FRANCE. « Approche socialiste du problème foncier ». Les propositions du Parti Socialiste, six ans avant son arrivée au pouvoir en 1981.

Un texte du Comité Directeur du Parti Socialiste, Mai 1975.

Escrito por: Comité Directeur du Parti Socialiste. (introduction Michel Merlet)

Fecha de redaccion:

Organizaciones: Association pour contribuer à l’Amélioration de la Gouvernance de la Terre, de l’Eau et des Ressources naturelles (AGTER)

Tipo de documento: Artículo / documento de difusión amplia

Resumen

Nous reprenons dans cette fiche le texte d’un document adopté en Mai 1975 par le Comité directeur du parti socialiste français, intitulé « Approche socialiste du problème foncier ».

On y lit que « Le sol ne saurait (…) être considéré comme un bien marchand parmi les autres », qu’il est « inacceptable qu’il y ait appropriation privée des valeurs résultant de l’aménagement, lui-même financé par l’impôt » qu’il est « nécessaire que soit reconnu et progressivement instauré le droit éminent de la collectivité sur l’ensemble de son territoire ». Toutes ces affirmations sont d’une actualité étonnante : elles sont au cœur des questions que se posent nos sociétés, en France et dans le monde.
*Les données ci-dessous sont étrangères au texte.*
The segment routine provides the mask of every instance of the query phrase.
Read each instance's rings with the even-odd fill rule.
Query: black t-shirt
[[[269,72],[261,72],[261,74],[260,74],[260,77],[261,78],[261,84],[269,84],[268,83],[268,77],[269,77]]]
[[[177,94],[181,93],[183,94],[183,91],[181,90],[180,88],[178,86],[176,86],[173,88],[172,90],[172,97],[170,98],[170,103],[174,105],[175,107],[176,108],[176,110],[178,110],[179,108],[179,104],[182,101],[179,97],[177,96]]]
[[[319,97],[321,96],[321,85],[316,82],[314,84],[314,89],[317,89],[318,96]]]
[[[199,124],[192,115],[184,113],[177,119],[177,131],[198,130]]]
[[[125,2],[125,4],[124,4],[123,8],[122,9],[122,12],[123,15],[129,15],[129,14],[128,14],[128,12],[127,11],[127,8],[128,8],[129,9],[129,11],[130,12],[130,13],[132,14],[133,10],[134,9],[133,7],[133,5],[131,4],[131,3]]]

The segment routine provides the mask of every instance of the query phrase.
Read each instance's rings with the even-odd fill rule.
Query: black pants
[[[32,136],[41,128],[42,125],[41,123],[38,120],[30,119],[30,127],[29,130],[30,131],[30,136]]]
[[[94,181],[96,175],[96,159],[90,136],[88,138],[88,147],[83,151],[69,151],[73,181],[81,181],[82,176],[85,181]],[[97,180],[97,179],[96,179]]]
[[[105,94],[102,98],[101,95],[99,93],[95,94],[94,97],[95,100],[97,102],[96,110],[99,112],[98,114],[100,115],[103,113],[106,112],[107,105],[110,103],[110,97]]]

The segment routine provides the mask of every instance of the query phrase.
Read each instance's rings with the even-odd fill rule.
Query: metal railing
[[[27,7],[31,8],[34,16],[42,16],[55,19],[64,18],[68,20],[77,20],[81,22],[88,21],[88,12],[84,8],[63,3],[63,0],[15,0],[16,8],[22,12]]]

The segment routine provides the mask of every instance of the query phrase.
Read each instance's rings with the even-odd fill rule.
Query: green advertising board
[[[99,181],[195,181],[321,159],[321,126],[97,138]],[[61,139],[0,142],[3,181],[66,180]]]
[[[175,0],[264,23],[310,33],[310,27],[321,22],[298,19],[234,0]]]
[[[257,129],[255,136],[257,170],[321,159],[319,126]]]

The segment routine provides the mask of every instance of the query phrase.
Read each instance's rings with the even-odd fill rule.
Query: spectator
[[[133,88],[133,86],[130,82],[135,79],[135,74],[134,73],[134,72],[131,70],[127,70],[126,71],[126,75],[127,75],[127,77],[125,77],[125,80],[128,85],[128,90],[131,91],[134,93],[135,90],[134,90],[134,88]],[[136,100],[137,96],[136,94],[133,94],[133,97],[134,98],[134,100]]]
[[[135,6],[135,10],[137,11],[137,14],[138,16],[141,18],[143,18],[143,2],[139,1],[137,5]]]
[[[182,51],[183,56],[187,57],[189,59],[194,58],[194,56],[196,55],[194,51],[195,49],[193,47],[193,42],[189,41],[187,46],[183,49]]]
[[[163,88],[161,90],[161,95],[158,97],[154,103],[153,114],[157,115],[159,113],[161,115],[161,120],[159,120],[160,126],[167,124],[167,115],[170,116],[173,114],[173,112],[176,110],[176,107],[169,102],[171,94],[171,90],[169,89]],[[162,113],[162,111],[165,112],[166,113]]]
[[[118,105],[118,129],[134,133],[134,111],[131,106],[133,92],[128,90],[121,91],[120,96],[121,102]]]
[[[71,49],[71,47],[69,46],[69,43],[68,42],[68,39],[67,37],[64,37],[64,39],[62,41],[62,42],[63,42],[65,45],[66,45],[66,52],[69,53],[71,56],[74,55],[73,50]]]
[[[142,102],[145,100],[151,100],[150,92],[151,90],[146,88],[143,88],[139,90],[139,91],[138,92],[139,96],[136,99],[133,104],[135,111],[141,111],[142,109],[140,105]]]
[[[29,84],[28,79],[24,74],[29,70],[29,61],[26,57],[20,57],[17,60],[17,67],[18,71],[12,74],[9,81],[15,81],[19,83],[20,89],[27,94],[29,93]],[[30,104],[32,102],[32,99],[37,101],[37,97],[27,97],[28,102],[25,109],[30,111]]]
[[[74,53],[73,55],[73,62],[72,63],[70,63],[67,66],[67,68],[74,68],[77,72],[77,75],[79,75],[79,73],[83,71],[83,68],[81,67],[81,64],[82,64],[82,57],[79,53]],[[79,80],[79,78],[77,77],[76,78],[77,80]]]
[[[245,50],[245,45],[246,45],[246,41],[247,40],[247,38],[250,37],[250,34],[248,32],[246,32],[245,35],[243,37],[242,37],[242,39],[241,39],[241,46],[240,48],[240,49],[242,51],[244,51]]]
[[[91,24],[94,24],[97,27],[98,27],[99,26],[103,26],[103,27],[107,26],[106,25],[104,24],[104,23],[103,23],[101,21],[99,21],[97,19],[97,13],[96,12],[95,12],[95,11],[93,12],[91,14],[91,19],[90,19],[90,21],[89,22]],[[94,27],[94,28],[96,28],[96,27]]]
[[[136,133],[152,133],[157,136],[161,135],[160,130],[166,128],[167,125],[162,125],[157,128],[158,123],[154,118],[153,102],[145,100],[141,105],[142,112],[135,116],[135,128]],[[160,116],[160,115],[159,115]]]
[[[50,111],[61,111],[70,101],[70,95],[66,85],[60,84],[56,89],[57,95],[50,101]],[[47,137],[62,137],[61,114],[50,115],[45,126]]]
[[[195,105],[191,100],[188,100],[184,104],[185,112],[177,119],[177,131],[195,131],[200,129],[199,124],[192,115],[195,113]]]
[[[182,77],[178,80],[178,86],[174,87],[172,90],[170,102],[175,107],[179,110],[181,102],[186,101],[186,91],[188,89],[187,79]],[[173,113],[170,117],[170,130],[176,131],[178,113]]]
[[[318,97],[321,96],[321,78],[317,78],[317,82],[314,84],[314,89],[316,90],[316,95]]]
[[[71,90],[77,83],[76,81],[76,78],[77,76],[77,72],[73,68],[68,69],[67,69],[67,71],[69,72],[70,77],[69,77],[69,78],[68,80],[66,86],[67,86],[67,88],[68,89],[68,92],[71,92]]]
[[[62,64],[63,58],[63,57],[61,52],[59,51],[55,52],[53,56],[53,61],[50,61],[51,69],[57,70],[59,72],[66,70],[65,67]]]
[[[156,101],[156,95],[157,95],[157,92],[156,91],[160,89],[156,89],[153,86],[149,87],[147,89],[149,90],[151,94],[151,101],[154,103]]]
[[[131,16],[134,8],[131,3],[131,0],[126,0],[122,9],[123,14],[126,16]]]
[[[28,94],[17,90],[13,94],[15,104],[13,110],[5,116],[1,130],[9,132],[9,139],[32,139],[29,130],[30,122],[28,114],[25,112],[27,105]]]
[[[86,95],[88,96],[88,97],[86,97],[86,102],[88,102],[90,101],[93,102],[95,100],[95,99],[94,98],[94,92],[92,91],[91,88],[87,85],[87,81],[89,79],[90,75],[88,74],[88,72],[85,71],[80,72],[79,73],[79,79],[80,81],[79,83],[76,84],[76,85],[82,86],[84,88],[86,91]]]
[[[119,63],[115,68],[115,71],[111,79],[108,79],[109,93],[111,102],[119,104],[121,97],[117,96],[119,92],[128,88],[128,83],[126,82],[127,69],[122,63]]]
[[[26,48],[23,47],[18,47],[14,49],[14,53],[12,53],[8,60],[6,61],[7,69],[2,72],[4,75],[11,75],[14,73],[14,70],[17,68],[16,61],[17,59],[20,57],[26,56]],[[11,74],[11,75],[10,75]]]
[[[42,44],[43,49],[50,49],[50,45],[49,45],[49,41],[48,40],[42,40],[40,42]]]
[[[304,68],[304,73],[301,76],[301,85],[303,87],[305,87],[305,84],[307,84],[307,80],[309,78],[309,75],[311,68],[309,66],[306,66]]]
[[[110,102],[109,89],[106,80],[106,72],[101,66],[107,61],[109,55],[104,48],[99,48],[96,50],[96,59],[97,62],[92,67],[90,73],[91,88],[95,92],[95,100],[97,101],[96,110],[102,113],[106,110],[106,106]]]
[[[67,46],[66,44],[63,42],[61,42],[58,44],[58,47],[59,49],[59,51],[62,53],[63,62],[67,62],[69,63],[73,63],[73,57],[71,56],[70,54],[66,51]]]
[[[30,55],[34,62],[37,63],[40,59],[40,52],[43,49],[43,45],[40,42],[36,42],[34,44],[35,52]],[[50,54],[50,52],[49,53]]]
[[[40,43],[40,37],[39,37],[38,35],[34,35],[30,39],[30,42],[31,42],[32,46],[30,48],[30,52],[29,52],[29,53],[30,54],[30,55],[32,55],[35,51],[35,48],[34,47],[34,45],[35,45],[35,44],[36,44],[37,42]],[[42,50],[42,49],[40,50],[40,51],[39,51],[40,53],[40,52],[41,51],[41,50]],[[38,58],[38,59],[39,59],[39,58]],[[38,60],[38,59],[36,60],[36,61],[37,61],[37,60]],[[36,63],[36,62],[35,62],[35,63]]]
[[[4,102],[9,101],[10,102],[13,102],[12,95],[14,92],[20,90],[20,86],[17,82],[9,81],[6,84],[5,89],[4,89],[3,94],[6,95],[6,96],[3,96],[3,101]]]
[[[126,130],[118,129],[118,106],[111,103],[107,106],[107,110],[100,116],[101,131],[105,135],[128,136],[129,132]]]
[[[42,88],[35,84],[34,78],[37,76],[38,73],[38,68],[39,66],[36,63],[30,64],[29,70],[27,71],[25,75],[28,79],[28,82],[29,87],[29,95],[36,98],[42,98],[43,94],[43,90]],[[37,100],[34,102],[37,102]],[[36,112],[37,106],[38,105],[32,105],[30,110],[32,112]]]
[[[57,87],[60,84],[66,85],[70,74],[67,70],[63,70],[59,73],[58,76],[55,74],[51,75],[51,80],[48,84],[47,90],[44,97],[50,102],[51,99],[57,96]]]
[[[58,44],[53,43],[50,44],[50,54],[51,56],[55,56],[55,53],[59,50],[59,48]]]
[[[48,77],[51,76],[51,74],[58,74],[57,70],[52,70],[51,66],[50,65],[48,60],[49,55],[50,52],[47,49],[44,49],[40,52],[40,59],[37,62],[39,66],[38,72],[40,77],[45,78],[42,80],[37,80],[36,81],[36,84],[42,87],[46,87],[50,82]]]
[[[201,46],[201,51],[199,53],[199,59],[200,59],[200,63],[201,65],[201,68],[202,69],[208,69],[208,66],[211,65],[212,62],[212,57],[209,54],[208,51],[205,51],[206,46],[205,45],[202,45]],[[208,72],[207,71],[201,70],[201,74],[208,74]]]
La solution proposée, la mise en place des « offices fonciers » est seulement ébauchée dans ce texte. Elle sera développée quelques années plus tard par Edgard Pisani, ancien ministre de l’Agriculture sous le gouvernement du Général De Gaulle et principal artisan de la mise en place des lois d’orientation agricole des années 60, dans son ouvrage Utopie foncière (voir la fiche correspondante) et par une partie des mouvements paysans de l’époque (voir la fiche sur la Société Civile des Terres du Larzac).

En 1981, la gauche arrive au pouvoir en France. La mise en place des « offices fonciers » fait partie du Programme Commun de gouvernement. Les gouvernements socialistes successifs sous la présidence de François Mitterrand renonceront finalement à mettre en œuvre cette politique foncière audacieuse et novatrice.

Les analyses et les propositions de ce texte étonnent par leur pertinence et leur radicalité. Les politiques qui étaient alors proposées auraient certainement demandé à être affinées et ne pourraient sans doute pas être reprises telles quelles aujourd’hui. Leur adoption en l’état s’est avéré impossible compte tenu des rapports de force existant dans les années 80.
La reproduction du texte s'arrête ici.